As mentioned earlier, egg apoptosis in X laevis is preceded by spontaneous activation that occurs at 16‐24 hours after PG administration, as judged by progressive decolorization of the egg surface and dephosphorylation of MAPK, a component of CSF that maintains the egg/oocyte at Meta‐II, followed by caspase activation.61, 67 At present, physiological inducers of spontaneous egg activation, mediated, presumably, by an elevation of intracellular calcium concentration, remain unidentified. It was suggested that oxidative stress might act as the initiator for a cascade of events that lead to expedited aging and deterioration of postovulatory oocytes.71 Our previous study demonstrated that hydrogen peroxide initiates tyrosine phosphorylation and elevates intracellular calcium resulting in Src kinase‐dependent egg activation.72 The study also reported that prolonged treatment with hydrogen peroxide led to excessive cortical contraction and egg swelling. Interestingly, these morphological changes are also evident, albeit with a low frequency, in naturally ovulated and/or externally spawned eggs.73 This dramatic process, which we term “overactivation,” rapidly progresses to its completion within 60 minutes in both spontaneously induced and hydrogen peroxide‐treated eggs. At present, the intracellular events associated with spontaneous egg overactivation remain unexplored. On the other hand, we have demonstrated, using hydrogen peroxide‐induced overactivation as a model process, that lipofuscin accumulation, decrease of soluble cytoplasmic protein content, and depletion of intracellular ATP occur in overactivated Xenopus eggs.73

PERSPECTIVES

Use of model animals is of central importance in designing appropriately and investigating effectively scientific research in biology and medicine. Among the commonly employed model animals, X laevis, an anuran amphibian species, has been widely used over the past several dozens of years and achieved unprecedented attention, especially in the fields of embryology and developmental biology, because of its unique experimental accessibility, cost‐benefit performance, and close evolutionary relationship with mammals, as a tetrapod among the vertebrate species.74, 75 In addition to the classical use, X laevis has also been employed in many modern approaches of life sciences, such as high‐throughput DNA sequencing, genome editing, proteomics, pharmacological screening. The Xenopus frog was used to study fundamental biological and disease mechanisms not only in experimental settings but also in newly emerging theoretical and computational platforms.
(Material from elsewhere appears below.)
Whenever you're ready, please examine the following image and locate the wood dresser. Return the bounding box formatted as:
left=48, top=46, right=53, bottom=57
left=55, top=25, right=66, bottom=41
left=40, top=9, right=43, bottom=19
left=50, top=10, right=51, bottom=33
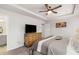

Xenopus laevis and other amphibians are also known as good bioindicators of environmental pollution and changes in human activity 76 and climate (Pecl et al 2017), because of their high sensitivity to chemical compounds in freshwater. This kind of research direction, for example, environmental study and toxicology, is especially important for development of better predictive tools for environmental protection of endangered anuran and some other wild species.

Biochemical alterations in such primary pesticide targets as cholinesterases and molecular biomarkers with a relation to transmembrane signal transduction and transcriptional regulation, whose implication in the oocyte maturation, fertilization, and embryogenesis is evident, have gained increasing attention.76 On the other hand, naturally occurring climatic phenomena and/or any kind of human activity‐driven redistribution of chemical species (inorganic objects) 78 and biological species (all living things)77 at regional and global scales greatly affect ecosystem functioning, human well‐being, and the dynamics of climate change itself. Considerations of chemical diversity and biodiversity redistribution are critical yet largely lacking in most worldwide mitigation and adaptation strategies, such as the United Nation's Sustainable Development Goals (http://www.un.org/sustainabledevelopment/). With these concerns in mind, we would like to keep in the further research using oocytes and eggs of X laevis to the principle “leave no oocyte behind.”

CONFLICT OF INTEREST

The authors declare that there are no conflicts of interest regarding the publication of this article.

DISCLOSURE

This article does not contain any studies with human subjects performed by the any of the authors.